Ces Rencontres sont doublement pluridisciplinaires, par la diversité des formes artistiques — textes classiques, écritures contemporaines, danse, cinéma — et par la diversité des disciplines scientifiques, — des sciences humaines et sociales, aux sciences et neurosciences cognitives, jusqu’à la génétique.

Cette 11e édition était consacrée au thème « Histoire(s) en mouvement ». Le spectacle Absalon, Absalon !, mis en scène par Séverine Chavrier, d’après William Faulkner, a été mis en résonance avec les travaux d’Evelyne Heyer, professeur au Muséum d’Histoire naturelle et membre du laboratoire Eco-anthropologie1 , qui étudie l’anthropologie génétique et les diversités culturelles de l’espère humaine ou encore avec ceux de Magali Bessone, professeur à l’université Paris 1 Panthéon-Sorbonne et membre de l’Institut des sciences juridique et philosophique de la Sorbonne2 , qui explore les théories contemporaines de la justice. La présentation de Liberté Cathédrale, chorégraphie de Boris Charmatz, directeur du Thanztheater de Wuppertal, a été l’occasion d’évoquer des travaux novateurs sur les liens entre perceptions, émotions, motricité et langage. Philippe Blache, directeur de recherche CNRS au Laboratoire Parole et Langage3 , a évoqué les phénomènes de synchronisation des activités cérébrales entre deux interlocuteurs qui peuvent contribuer à expliquer l’efficacité de la compréhension mutuelle. Damien Boquet, professeur à l’université d’Aix Marseille et membre du laboratoire Temps, espaces, langages, Europe méridionale, Méditerranée4 , a analysé les récits des expériences mystiques au Moyen Âge qui décrivent les émotions comme présentation de soi. Robert Darnton, professeur émérite de l’université de Princeton, a examiné le rôle des événements publics et des gazettes clandestines dans le Paris prérévolutionnaire en résonance avec le spectacle Lieux communs, de Baptiste Amann.

 

Comment les Rencontres Recherche et Création s’inscrivent-elles dans les missions de l’ANR de diffusion de la recherche et de valorisation ?

Catherine Courtet – Les Rencontres Recherche et Création s’inscrivent pleinement dans les nouvelles missions de l’ANR définies dans la loi de programmation de la recherche (LPR, 2021-2030), visant à renforcer les interactions entre sciences, recherche et société.

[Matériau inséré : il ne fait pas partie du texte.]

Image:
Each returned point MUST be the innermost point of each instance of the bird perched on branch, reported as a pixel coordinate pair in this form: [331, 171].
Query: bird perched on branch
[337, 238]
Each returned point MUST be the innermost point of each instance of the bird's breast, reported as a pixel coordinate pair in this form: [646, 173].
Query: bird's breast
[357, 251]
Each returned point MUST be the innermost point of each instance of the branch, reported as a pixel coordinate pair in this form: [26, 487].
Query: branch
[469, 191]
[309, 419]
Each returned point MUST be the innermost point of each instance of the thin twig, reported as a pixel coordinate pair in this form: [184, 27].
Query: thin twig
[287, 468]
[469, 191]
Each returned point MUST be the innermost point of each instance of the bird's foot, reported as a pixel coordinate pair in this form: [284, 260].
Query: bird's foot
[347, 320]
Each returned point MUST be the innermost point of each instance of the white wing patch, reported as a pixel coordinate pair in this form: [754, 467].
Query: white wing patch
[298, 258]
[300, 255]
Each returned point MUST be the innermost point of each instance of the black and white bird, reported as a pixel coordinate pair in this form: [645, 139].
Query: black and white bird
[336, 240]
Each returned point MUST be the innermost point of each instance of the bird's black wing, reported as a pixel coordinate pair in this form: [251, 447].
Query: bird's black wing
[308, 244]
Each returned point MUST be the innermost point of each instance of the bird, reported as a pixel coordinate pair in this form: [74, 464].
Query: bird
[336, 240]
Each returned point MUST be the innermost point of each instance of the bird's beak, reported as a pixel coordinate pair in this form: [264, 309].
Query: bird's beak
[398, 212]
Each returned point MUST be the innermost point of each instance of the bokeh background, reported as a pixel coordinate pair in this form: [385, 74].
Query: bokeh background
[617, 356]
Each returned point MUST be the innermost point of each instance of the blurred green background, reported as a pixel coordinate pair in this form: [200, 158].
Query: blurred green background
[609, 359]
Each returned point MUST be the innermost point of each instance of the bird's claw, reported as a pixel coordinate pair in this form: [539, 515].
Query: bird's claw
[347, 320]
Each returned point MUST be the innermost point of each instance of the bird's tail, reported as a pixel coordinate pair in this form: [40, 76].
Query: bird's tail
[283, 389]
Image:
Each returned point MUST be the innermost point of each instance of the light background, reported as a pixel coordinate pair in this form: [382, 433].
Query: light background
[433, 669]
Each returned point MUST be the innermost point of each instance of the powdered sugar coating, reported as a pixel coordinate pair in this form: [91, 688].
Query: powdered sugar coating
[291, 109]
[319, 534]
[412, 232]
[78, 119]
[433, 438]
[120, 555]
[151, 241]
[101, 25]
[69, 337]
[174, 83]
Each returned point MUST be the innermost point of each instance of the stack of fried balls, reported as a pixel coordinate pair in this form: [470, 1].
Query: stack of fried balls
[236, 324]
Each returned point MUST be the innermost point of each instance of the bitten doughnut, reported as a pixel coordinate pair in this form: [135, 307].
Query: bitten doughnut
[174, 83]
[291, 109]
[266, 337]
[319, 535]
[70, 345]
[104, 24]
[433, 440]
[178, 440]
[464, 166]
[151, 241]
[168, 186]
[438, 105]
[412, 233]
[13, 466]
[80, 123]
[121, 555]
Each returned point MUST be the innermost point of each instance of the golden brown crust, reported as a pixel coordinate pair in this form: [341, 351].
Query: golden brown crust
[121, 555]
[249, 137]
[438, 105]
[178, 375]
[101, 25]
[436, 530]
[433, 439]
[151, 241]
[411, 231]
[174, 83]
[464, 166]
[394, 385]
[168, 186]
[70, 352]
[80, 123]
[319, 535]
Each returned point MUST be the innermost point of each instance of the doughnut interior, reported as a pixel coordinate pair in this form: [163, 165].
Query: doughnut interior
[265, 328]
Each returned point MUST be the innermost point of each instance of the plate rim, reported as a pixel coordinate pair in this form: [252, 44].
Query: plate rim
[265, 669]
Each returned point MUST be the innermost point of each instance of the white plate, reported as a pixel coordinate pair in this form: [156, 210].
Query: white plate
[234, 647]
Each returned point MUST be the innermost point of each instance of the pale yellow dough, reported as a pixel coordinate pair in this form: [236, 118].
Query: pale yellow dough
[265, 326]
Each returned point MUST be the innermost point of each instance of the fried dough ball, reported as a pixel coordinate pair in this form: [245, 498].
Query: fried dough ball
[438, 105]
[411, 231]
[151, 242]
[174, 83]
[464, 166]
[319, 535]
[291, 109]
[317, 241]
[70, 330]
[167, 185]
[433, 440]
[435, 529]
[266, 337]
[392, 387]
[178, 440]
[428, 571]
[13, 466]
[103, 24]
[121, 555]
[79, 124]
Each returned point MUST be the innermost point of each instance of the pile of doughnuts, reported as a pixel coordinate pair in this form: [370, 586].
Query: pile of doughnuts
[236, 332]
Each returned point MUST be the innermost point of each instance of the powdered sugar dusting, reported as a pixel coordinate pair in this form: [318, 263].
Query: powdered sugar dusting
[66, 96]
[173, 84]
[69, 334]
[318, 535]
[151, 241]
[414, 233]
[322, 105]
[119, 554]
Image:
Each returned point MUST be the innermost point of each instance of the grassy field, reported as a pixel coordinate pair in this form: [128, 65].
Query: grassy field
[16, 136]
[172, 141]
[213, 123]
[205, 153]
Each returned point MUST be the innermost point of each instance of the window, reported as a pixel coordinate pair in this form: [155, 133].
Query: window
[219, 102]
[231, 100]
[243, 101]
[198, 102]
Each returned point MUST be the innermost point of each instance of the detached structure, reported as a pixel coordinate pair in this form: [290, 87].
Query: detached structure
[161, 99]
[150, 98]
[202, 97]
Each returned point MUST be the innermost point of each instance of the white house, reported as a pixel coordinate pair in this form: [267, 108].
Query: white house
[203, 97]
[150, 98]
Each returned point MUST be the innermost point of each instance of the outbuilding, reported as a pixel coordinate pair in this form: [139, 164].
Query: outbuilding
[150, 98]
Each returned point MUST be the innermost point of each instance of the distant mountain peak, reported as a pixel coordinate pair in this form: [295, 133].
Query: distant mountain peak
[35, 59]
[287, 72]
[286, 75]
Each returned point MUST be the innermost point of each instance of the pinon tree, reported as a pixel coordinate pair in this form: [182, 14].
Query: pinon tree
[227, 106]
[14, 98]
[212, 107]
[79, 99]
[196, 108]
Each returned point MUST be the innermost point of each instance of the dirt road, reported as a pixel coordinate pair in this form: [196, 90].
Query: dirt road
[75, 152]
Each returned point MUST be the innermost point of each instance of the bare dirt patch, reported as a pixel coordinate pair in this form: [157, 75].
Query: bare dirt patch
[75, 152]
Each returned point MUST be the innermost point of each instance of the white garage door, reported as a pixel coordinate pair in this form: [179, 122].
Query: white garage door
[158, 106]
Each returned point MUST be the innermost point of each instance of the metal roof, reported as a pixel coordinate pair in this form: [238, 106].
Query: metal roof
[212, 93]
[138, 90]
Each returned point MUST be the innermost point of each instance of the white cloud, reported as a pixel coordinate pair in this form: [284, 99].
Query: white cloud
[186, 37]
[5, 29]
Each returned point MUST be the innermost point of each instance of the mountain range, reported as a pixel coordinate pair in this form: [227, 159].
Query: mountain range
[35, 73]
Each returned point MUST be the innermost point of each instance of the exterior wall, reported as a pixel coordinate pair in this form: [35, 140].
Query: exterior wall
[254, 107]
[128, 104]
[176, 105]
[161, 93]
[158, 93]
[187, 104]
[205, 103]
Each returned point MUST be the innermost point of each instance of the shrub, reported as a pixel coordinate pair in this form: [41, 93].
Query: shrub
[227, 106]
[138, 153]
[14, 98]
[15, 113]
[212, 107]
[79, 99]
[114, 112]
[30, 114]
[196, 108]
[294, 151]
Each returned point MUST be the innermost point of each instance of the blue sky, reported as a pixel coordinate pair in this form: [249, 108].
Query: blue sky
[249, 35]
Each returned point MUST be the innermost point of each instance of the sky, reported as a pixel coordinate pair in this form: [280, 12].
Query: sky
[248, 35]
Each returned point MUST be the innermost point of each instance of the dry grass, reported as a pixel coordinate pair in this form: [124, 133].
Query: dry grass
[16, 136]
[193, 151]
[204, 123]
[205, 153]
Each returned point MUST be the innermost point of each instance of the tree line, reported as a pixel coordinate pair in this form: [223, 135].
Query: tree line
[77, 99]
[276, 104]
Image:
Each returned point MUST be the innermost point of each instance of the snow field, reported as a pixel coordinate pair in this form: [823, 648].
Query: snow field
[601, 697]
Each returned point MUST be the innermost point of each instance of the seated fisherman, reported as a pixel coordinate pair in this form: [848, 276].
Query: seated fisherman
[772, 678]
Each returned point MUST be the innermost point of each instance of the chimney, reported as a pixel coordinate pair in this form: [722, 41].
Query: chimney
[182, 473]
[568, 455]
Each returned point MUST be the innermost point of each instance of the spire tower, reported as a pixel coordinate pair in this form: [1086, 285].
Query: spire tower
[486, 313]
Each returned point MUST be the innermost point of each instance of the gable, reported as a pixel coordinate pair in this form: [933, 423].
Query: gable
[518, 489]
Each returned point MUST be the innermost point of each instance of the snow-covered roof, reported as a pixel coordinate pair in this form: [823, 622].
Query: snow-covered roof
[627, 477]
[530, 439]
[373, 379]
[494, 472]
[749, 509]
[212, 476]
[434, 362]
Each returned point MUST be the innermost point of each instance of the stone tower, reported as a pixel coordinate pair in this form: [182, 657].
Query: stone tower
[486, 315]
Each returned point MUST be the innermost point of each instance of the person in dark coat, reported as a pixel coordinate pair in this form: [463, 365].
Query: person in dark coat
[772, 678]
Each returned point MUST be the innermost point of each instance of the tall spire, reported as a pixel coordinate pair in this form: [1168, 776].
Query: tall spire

Le cadre du Festival d’Avignon est particulièrement propice à un échange de proximité avec le public et au partage d’une culture scientifique commune. Le détour par l’expérience artistique permet de faciliter l’accès aux travaux de recherche les plus pointus. Si ces Rencontres sont un moyen privilégié pour faire connaitre des travaux financés par l’ANR, dans le cadre de son plan d’action ou de France 2030, elles s’inscrivent aussi dans la contribution des connaissances scientifiques au débat démocratique. Le détour par les œuvres, la comparaison entre les périodes historiques, entre les objets d’études, contribuent à éclairer la complexité des questions d’actualité toujours brûlantes, comme par exemple, le processus de réconciliation après les conflits, ou des questions fondamentales sur l’émergence du langage et les formes de la communication humaine.

Depuis 2014, les différentes éditions ont montré combien les artistes ont un désir de dialogue avec les scientifiques, pouvant aller jusqu’à l’écriture commune des spectacles.

La 4e édition du Forum organisé par l’ANR, le Festival d’Avignon, avec Thalie Santé et l’ONDA, dans le cadre des journées des professionnels, a été l’occasion d’une réflexion commune entre scientifiques, artistes, professionnelles et professionnels de la culture sur le thème des « Intelligences culturelles », abordées du point de vue des transformations de l’écosystème de la création et du rôle de la culture dans le développement humain et des sociétés.

La diversité des partenaires scientifiques et culturels associés aux Rencontres Recherche et Création, parmi lesquels le CNRS, contribue à leur rayonnement. Depuis 2014, plus de 220 scientifiques, 77 artistes de vingt pays du monde, 82 professionnelles et professionnels de la culture ont partagé leurs savoirs, leurs expériences et leurs réflexions avec le public.

 

Pascale Goetschel, pouvez-vous nous indiquer quel est le rôle du CNRS dans ces rencontres ? 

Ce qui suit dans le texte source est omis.